The external façades of the church were framed by a plinth with a diagonal chamfer. The northern, southern and eastern walls were pierced with narrow and oblong windows with clearly marked pointed arches. In the eastern façade, they formed a triad, popular in Western Pomerania, with a central opening slightly higher than the side ones. This façade was also distinguished by two longitudinal blendes. The original main entrance portal was in the west façade, there were also side portals in the north and south walls of the nave.

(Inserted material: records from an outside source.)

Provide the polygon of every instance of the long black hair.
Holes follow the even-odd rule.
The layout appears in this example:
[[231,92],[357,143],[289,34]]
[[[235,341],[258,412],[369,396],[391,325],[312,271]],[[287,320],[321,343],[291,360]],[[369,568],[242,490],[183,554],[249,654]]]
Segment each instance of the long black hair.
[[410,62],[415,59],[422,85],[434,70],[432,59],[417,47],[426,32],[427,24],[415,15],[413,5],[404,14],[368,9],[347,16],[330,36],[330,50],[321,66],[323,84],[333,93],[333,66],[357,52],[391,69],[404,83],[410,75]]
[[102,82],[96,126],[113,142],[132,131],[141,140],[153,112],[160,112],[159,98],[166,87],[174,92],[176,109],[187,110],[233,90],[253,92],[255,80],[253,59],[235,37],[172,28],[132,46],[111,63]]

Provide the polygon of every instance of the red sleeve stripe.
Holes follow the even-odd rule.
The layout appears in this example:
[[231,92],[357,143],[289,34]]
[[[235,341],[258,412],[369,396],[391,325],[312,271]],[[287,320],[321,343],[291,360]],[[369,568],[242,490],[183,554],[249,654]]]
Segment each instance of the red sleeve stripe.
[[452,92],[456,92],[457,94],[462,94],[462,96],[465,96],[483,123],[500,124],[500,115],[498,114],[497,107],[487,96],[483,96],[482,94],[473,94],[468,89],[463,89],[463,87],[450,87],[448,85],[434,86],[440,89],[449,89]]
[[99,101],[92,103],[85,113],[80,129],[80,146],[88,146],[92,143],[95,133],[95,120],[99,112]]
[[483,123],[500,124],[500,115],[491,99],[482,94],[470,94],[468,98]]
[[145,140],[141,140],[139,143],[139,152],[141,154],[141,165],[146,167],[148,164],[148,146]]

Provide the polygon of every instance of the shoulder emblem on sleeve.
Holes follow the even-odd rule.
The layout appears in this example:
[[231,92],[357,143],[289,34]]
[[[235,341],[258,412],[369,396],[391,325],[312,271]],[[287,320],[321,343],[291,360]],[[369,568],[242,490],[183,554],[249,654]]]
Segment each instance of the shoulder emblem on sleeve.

The interior of the church was probably covered with a flat, wooden ceiling over which there was an attic with a roof truss. The ground floor of the tower served as a wide porch, opened to the nave with a pointed arcade. The chancel was not separated by an arcade, in the Middle Ages it could at most be separated by a timber rood screen or a difference in floor levels. The interior of the nave had dimensions of 13.6 x 7.2 meters.
Current state
The church has the original layout, but its tower is no longer visible in the body of the building, because its walls reach the height of the nave, and the building is crowned with a modern gable from the west. In addition, on the western wall, brick remodeling is visible, mainly in the area of the transformed entrance. The church, however, retained its original windows, probably due to its conversion into a granary, which saved it from 19th-century renovations and attempts to better illuminate the interior. Early Gothic blendes are visible on the eastern gable.